Das US Department of Health and Human Services und seine Agentur die CDC haben die unscharfe Abfalleimerdiagnose des Chronischen Müdigkeitssyndroms (CFS) genommen und durch eine noch breitgefächertere Abfalleimerdiagnose namens „systemische Anstrengungs-Intoleranz-Krankheit" („SEID") ersetzt. Wann werden Ärzte und Forscher endlich aufhören, diese Torheit zu erlauben? ME ist eine separate und einander ausschließende neurologische Erkrankung, für die chronische Müdigkeit nicht einmal ein diagnostisches Symptom ist.

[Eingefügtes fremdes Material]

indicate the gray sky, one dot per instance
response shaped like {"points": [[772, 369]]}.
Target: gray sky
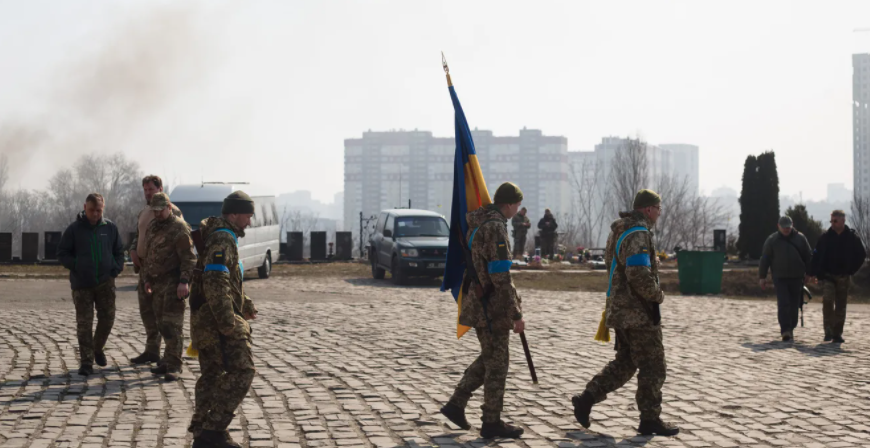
{"points": [[267, 91]]}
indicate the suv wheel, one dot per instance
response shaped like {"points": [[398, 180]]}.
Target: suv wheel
{"points": [[377, 273], [396, 271]]}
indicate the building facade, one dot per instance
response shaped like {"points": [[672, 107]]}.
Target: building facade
{"points": [[385, 170], [861, 124]]}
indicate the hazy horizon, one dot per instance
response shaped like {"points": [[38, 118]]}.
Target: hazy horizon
{"points": [[185, 89]]}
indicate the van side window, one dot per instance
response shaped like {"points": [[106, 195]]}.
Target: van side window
{"points": [[390, 220]]}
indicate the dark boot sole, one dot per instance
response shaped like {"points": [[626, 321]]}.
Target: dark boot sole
{"points": [[459, 423], [583, 421], [513, 435]]}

Die niedrige Messlatte für die Diagnose durch die IOM-Kriterien und die Einbeziehung von psychiatrischen Störungen wird bald zu weiterem Verlust an Glaubwürdigkeit führen, zu mehr „Wunderkuren" und mehr Verhaltensbehandlungsempfehlungen für „ME/CFS" nach Art des IOM. Wie wird irgendjemand in der Lage sein, nach den Kanadischen Kriterien diagnostiziertes „ME/CFS", das mit hoher Wahrscheinlichkeit ME ist, von IOM-diagnostiziertem „ME/CFS", das eine primär depressive, Angst- oder somatoforme Störung sein könnte, zu unterscheiden?

Die Implementierung der IOM-Diagnosekriterien, die nun von der CDC empfohlen wird, wird in einem völligen Chaos resultieren. Offensichtlich haben zu wenige Fachleute auf dem Gebiet etwas aus dem Versagen der letzten 30 Jahre gelernt, um irgendeinen bedeutsamen Fortschritt zu machen. 

Diese fortgesetzte Verwirrung wird der Anerkennung, Diagnose und Forschung der eigenständigen neurologischen Krankheit Myalgische Enzephalomyelitis schaden, die unweigerlich mit der neuen, vom IOM kreiierten und von der CDC befürworteten Müdigkeitssuppe vermengt werden wird. ME erfordert eine eigene Diagnose- und Forschungsfalldefinition, getrennt von diversen unklaren, auf Müdigkeit basierenden Leiden wie CFS und IOM-diagnostiziertes „ME/CFS" – nämlich die #MEICC.